Q&A 6 How do you load a pre-cleaned dataset in Python and R?
6.1 Explanation
Loading a dataset is one of the first steps in any data analysis project — especially when you’re working from a previously saved, cleaned version.

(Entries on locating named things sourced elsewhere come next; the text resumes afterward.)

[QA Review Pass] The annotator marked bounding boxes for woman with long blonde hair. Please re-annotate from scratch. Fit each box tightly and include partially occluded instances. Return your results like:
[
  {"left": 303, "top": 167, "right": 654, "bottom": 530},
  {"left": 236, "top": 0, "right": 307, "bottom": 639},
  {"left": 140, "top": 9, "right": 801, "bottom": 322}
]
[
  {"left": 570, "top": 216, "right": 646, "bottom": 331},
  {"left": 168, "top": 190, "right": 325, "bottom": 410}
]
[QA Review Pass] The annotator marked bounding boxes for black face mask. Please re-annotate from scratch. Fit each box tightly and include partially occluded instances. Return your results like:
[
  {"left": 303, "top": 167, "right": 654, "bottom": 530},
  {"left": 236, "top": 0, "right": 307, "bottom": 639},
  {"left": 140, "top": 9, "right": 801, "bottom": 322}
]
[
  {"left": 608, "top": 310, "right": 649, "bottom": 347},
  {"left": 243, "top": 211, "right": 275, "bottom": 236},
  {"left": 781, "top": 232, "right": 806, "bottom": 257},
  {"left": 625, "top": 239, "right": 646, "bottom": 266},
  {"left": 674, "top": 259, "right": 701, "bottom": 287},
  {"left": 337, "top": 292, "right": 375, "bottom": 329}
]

In this guide, we assume that the dataset *.csv
has been saved in your data/
folder. We’ll now load it using:
- Python: via the
pandas
library and itsread_csv()
function - R: using the
readr
package and itsread_csv()
function
6.3 Python Code
import pandas as pd
# Load the pre-cleaned iris dataset
df = pd.read_csv("data/iris_seaborn.csv")
# Preview the data
print(df.head())
# Confirm the shape
print("Rows and columns:", df.shape)
sepal_length sepal_width petal_length petal_width species
0 5.1 3.5 1.4 0.2 setosa
1 4.9 3.0 1.4 0.2 setosa
2 4.7 3.2 1.3 0.2 setosa
3 4.6 3.1 1.5 0.2 setosa
4 5.0 3.6 1.4 0.2 setosa
Rows and columns: (150, 5)
6.4 R Code
library(readr)
# Load the pre-cleaned iris dataset
df <- read_csv("data/iris_rbase.csv")
# Preview the data
head(df)
# A tibble: 6 × 5
Sepal.Length Sepal.Width Petal.Length Petal.Width Species
<dbl> <dbl> <dbl> <dbl> <chr>
1 5.1 3.5 1.4 0.2 setosa
2 4.9 3 1.4 0.2 setosa
3 4.7 3.2 1.3 0.2 setosa
4 4.6 3.1 1.5 0.2 setosa
5 5 3.6 1.4 0.2 setosa
6 5.4 3.9 1.7 0.4 setosa
Rows and columns: 150 5
✅ Once loaded, you’re ready to continue with data wrangling, visualization, or modeling — all based on your clean, reusable dataset.